Injuries in Soccer

Injuries in Soccer

Injuries in soccer are usually mild–sprains, strains, and contusions (bruises)–and mostly affect the lower extremities. The most common site of injury is the ankle, followed closely by the knee. Injuries can be prevented if players wear shin guards, warm up before play, and follow the rules of the game. Changes in equipment can also greatly enhance injury prevention efforts.

Always take the time to warm up and stretch, especially your hips, knees, thighs, and calves. Research studies have shown that cold muscles are more prone to injury. Warm up with jumping jacks, stationary cycling or running or walking in place for 3 to 5 minutes. Then slowly and gently stretch, holding each stretch for 30 seconds.

Wear shin guards to help protect your lower legs. Records have shown that most players who sustained lower leg injuries were not protected by adequate shin guards.

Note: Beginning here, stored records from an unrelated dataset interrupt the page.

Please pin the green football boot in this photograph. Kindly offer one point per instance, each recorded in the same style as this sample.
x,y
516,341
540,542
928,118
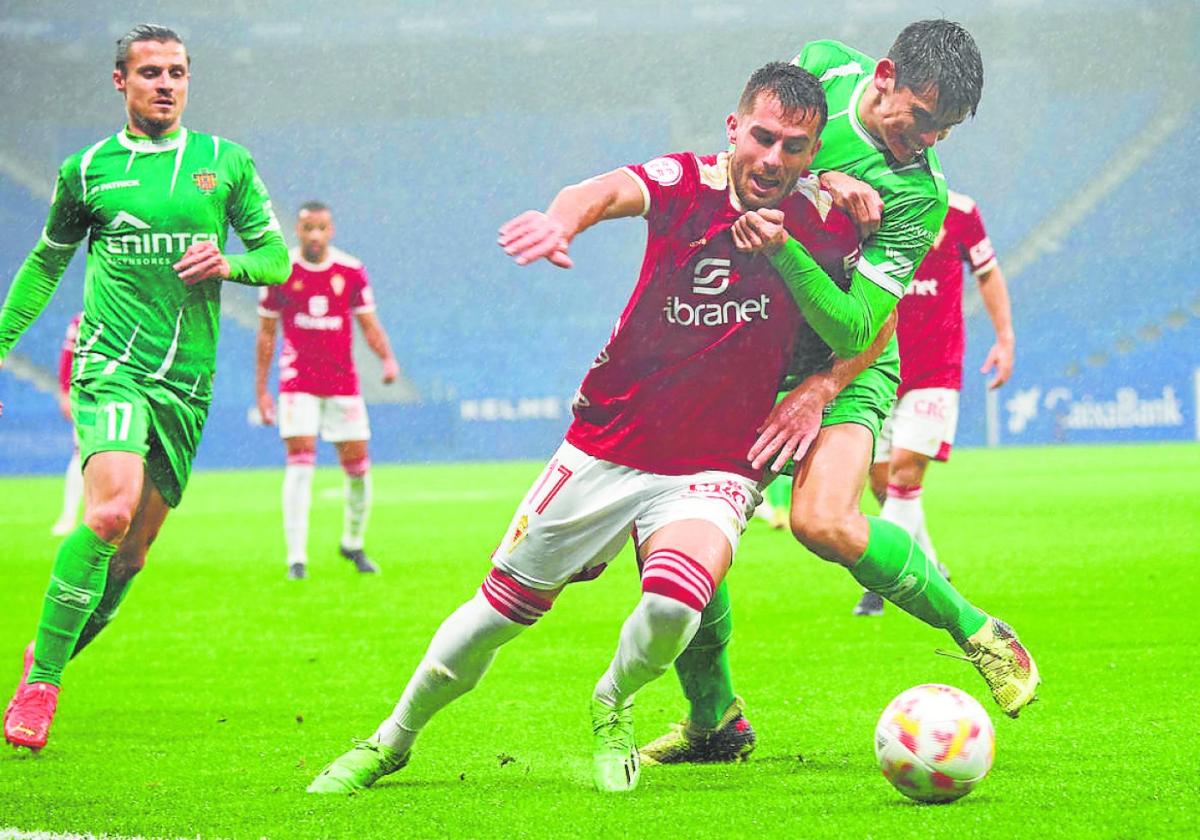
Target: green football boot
x,y
615,760
732,739
1005,664
359,768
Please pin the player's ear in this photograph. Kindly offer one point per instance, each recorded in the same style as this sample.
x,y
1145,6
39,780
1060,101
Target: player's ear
x,y
885,76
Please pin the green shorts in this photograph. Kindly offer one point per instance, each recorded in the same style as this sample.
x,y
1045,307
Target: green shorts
x,y
115,414
867,400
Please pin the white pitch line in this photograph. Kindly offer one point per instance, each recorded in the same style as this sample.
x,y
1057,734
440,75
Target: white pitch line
x,y
18,834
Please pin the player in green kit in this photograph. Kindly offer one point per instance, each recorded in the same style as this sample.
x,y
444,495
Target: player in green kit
x,y
155,203
876,159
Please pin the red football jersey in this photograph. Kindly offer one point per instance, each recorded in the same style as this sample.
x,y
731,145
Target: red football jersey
x,y
67,354
930,330
316,306
696,359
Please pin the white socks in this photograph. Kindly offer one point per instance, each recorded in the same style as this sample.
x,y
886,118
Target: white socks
x,y
456,659
358,503
72,495
297,502
903,507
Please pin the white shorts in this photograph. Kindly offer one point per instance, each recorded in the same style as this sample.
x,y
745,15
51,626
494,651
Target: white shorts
x,y
581,510
337,419
924,421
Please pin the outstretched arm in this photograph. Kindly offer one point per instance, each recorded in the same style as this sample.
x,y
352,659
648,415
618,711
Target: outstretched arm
x,y
795,421
535,235
377,340
264,349
31,291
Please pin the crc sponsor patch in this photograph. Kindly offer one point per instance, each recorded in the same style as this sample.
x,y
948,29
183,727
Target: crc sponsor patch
x,y
665,171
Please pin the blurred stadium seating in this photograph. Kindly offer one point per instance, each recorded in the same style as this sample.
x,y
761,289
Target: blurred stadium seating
x,y
425,129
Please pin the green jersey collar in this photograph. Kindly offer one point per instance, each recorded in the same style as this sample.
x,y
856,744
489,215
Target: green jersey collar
x,y
855,121
145,145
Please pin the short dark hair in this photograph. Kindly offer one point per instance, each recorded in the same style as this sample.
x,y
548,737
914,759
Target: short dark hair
x,y
940,54
313,207
797,90
145,31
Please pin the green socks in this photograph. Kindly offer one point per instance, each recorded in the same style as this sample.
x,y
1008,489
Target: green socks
x,y
894,567
779,492
77,582
114,593
703,667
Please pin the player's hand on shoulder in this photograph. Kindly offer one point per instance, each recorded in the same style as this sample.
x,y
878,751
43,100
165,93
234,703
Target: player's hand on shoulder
x,y
202,261
792,425
760,232
534,235
857,199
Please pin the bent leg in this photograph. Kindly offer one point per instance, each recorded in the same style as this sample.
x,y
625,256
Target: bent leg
x,y
880,555
127,562
683,562
461,652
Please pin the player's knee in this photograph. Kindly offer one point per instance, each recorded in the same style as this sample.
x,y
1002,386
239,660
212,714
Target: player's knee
x,y
678,577
821,532
109,520
670,617
514,600
357,468
127,562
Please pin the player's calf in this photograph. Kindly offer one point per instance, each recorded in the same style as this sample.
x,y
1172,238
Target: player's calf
x,y
675,591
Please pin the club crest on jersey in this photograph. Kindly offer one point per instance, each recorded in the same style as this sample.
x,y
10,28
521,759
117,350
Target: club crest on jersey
x,y
665,171
519,532
205,180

Wear shoes with molded cleats or ribbed soles. Shoes with screw-in cleats often are associated with a higher risk of injury. However, shoes with screw-in cleats should be worn when more traction is needed, such as on a wet field with high grass.

After a game, taking a shower by changing the temperature from hot to cold consecutively has shown significant results. It helps increase the blood flow and minimizes muscle stiffness, shin splints and tension throughout the body.

Follow these simple guidelines and your body will thank you later!